Not only is this town home to the 99-acre Maryhill State Park, where visitors are invited to camp, boat, fish, hike, watch for birds and go for a swim, but it's also home to the gorgeous Maryhill Museum of Art.


Initially, the museum was built in 1914 with the intention that it would serve as the residence of the Hill family. But those plans fell apart when he was unable to solve Maryhill's irrigation problem, which led to the failure of his land company. Unfortunately, the village buildings, including a store, post office, church, inn and blacksmiths shop burned to the ground. Construction of the mansion ended in 1917. One of Hill's friends convinced him to turn the mansion into an art museum":



"Loïe Fuller, a pioneer of modern dance living in Paris—convinced him to turn his would-be mansion into a museum of art. Fuller’s close association with well known artists in France, helped build the core of the museum’s collection, including the acquisition of more than 80 works by French sculptor Auguste Rodin. Hill also transferred his own art collections to the museum." - Maryhill Museum of Art

But, possibly the coolest thing to see in Maryhill, is a full-scale replica of Stonehenge.

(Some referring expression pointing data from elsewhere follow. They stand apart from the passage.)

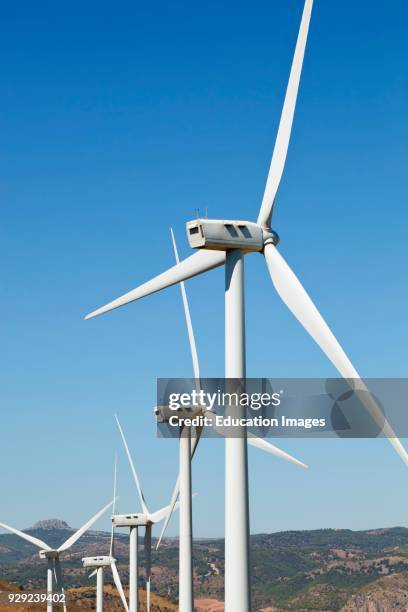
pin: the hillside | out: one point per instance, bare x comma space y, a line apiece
317, 570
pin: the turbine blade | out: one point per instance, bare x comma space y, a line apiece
71, 540
195, 439
286, 121
133, 469
148, 561
192, 266
191, 338
159, 515
299, 303
273, 450
118, 584
26, 536
260, 443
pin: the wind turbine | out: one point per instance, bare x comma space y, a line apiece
226, 242
134, 521
53, 554
183, 488
107, 561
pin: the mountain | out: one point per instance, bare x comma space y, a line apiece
50, 524
320, 570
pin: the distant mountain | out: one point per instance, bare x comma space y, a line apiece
320, 570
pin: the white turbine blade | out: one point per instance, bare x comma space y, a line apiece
118, 584
273, 450
133, 469
148, 561
299, 303
192, 266
58, 580
71, 540
191, 338
26, 536
286, 121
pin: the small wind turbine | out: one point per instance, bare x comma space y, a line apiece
53, 555
226, 242
107, 561
134, 521
183, 488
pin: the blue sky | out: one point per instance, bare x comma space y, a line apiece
118, 121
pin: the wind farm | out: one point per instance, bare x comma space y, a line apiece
284, 124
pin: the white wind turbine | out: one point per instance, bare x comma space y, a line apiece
134, 521
107, 561
225, 242
183, 488
53, 554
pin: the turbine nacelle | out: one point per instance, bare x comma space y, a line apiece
223, 235
131, 520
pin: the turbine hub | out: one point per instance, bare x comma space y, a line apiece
270, 237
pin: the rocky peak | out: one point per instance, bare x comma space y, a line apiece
50, 524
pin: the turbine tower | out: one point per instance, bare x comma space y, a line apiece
53, 555
108, 561
227, 242
135, 521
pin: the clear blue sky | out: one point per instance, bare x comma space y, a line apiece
120, 119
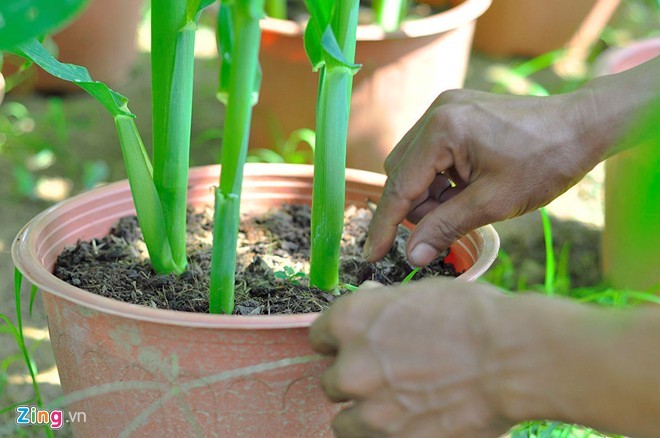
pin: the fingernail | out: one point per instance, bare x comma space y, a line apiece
422, 254
366, 250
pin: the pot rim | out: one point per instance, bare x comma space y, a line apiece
614, 59
26, 260
458, 15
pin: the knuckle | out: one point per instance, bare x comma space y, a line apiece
443, 232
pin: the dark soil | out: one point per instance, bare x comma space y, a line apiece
273, 255
297, 11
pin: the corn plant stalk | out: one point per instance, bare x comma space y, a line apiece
239, 37
330, 43
159, 194
172, 61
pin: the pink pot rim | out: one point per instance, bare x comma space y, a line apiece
441, 22
616, 59
26, 260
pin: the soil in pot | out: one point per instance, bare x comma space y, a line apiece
273, 255
297, 11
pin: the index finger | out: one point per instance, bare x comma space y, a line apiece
412, 177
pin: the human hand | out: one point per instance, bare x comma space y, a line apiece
413, 359
507, 155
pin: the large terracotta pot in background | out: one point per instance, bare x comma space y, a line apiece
402, 73
533, 27
133, 368
631, 239
103, 39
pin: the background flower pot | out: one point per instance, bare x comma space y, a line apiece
103, 39
533, 27
632, 216
402, 73
133, 368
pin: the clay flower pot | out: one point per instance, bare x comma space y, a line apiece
148, 371
2, 87
402, 73
631, 237
533, 27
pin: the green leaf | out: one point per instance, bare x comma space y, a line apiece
33, 294
114, 102
321, 42
21, 20
410, 276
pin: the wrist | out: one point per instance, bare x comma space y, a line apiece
530, 366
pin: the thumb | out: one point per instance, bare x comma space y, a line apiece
447, 222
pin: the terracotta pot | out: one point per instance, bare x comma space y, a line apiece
632, 217
402, 73
103, 39
134, 368
533, 27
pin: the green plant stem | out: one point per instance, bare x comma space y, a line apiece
276, 9
172, 58
549, 254
332, 111
145, 196
243, 70
390, 13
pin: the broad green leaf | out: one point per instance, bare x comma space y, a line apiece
114, 102
21, 20
321, 43
313, 47
195, 8
226, 41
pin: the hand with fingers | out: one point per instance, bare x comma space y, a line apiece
475, 158
444, 358
412, 359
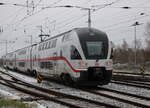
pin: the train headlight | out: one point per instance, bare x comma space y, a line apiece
109, 63
82, 63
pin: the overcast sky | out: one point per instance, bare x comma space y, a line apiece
19, 22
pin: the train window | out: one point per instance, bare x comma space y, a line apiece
49, 45
39, 48
46, 45
74, 53
95, 49
46, 65
22, 64
54, 43
66, 37
43, 46
61, 53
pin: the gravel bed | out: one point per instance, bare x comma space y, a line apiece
129, 89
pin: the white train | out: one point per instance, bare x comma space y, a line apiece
81, 56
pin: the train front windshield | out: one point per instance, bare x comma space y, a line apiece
94, 49
94, 46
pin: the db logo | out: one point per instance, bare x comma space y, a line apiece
97, 64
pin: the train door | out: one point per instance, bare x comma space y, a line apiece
15, 61
55, 63
31, 58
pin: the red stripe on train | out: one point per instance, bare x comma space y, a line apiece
51, 58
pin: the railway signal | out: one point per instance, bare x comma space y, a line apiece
142, 70
39, 78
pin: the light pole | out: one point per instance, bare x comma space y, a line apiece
135, 42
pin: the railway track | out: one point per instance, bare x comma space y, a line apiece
121, 96
131, 76
51, 95
128, 83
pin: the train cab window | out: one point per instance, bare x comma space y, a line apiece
74, 53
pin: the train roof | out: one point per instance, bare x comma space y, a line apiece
82, 30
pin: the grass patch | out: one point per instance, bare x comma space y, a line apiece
6, 103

Maryhill Stonehenge is close to the State Park and was built by Hill after he founded the town. Hill was a Quaker, and he had hoped that the town would become a thriving Quaker community. After WWI, the Maryhill Stonehenge was erected to serve as a monument dedicated to the men who perished in the Great War from Klickitat County. The Stonehenge replica was intended to serve as a monumental allegory to the needless human sacrifice that's caused by war. Similar to the human sacrifices Hill alleged were committed by the Druids.